DEFURIO: The very exciting thing about Policy Server is the idea of being able to manage the rights once the document is out there. If you look at the eBook or the eContent models today, typically you set the rights on a document, and once it’s left your control, that is the set of policies for the life of the document.

With Policy Server, you would have the ability to revoke or revise rights on that document at will. There will be a web interface to that, so again, someone anywhere can get to the policy server through a web interface, go in and revoke or modify rights as necessary. The third important component to the Policy Server really is auditing. So you would be able to track all the information about that document; who attempted to open it, who did open it, who had access to it, and that audit trail is maintained along with the rights and the policies.

SHEA: What is the rough pricing model?

DEFURIO: OK, pricing model for Policy Server. That’s not been set yet, we just announced the technology in February, we’re looking for partners to help integrate it with us, and there’s just no published or announced pricing models at this time.

SHEA: Adobe Document Server With Reader Extensions was designed to allow document — and in particular forms — providers to enable Acrobat-like functionality on a per-document basis rather than a per-seat basis. There was a lot of negative feedback in response to Adobe’s original pricing model in user forums, and potential confusion with the Adobe Document Server product. What’s changed under the new licensing scheme?
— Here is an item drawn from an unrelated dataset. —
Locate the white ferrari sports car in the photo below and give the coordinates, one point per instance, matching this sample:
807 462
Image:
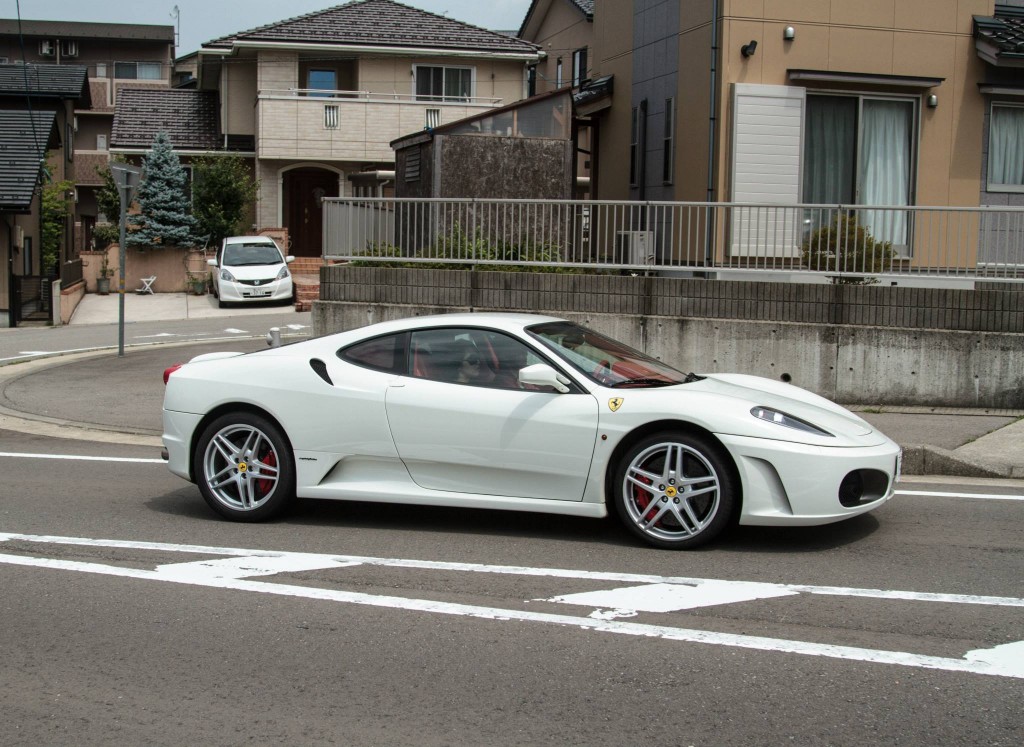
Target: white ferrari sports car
517 412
DEFURIO: First up, Adobe Document Server With Reader Extensions, you may notice on Adobe.com, is now called Adobe Reader Extensions Server so as not to confuse it too much with Document Server. We’ve tried to give it a name that’s a little more about what it really does, which is reader extensions. Initially, when it first was announced, there was a very steep, entry level price that was very difficult for many people to look at.
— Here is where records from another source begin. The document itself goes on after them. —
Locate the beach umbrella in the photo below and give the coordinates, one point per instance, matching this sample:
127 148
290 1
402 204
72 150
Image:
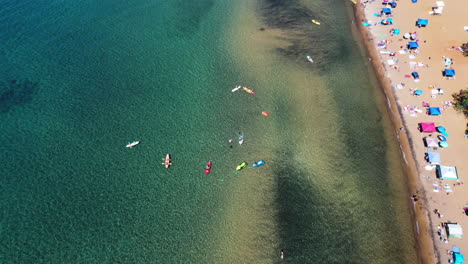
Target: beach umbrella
422 22
443 144
449 72
434 111
427 127
418 92
413 45
431 142
442 130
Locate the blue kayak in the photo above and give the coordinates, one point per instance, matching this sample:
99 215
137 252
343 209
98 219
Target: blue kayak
258 163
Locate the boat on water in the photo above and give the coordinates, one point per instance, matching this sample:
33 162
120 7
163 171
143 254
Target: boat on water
258 163
248 90
236 88
241 166
208 167
167 161
132 144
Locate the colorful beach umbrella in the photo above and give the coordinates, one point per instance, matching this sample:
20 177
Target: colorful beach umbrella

What I like to think of it now is that there’s two pricing models. One is based on the ‘known user’, where you’re working with an organization in which you can identify all the associated users; you’re in a workgroup or you can identify all the readers. That pricing model is very similar to the per seat cost of Acrobat Approval, which you may remember was available in the Acrobat 5 timeframe. That, I belive, was priced US$39. This is a little bit more — US$60 a seat, with a minimum of 250 users from memory — but again, it’s based on Acrobat 6 technology, so it allows you to do XML forms and take advantage of other enhanced features in version 6.
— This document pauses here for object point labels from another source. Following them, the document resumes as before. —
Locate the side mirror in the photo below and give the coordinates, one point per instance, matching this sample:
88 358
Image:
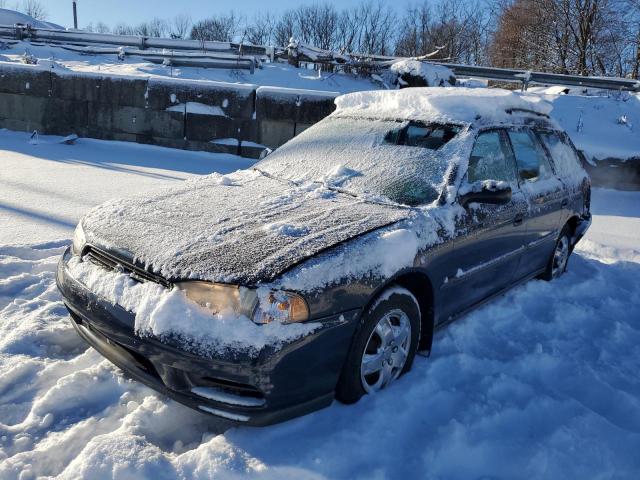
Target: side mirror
495 193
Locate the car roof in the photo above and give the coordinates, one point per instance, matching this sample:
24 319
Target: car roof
456 105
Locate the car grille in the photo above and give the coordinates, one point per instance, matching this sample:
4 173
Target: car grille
110 261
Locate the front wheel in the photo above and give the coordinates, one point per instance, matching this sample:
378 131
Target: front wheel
560 258
384 346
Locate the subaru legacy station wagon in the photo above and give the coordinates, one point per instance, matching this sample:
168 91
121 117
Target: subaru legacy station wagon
320 272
The other pricing model is the ‘unknown user’. It’s similar to the familiar ‘Government-to-Citizen’ type implementation or, ‘I’d like to create a document or a form that I want to post on the internet where it could be accessed by anyone worldwide that might be associated with it’, and that pricing model is calculated on a per-form basis. Under this scheme, you need to buy those forms in 10-packs at the first level, and it’s approximately $2,000 per form. For an organization that has many, many, many forms, there is going to be a point at which they will not want to purchase 10-packs, but would prefer to go to an unlimited version of that product. That is going to have a significantly higher ticket price, but again, for organizations — particularly government to citizen — they see a huge benefit in that because they are able to deploy information to their end-users, their citizens, without additional cost or software to them. And they’re willing to incur that cost.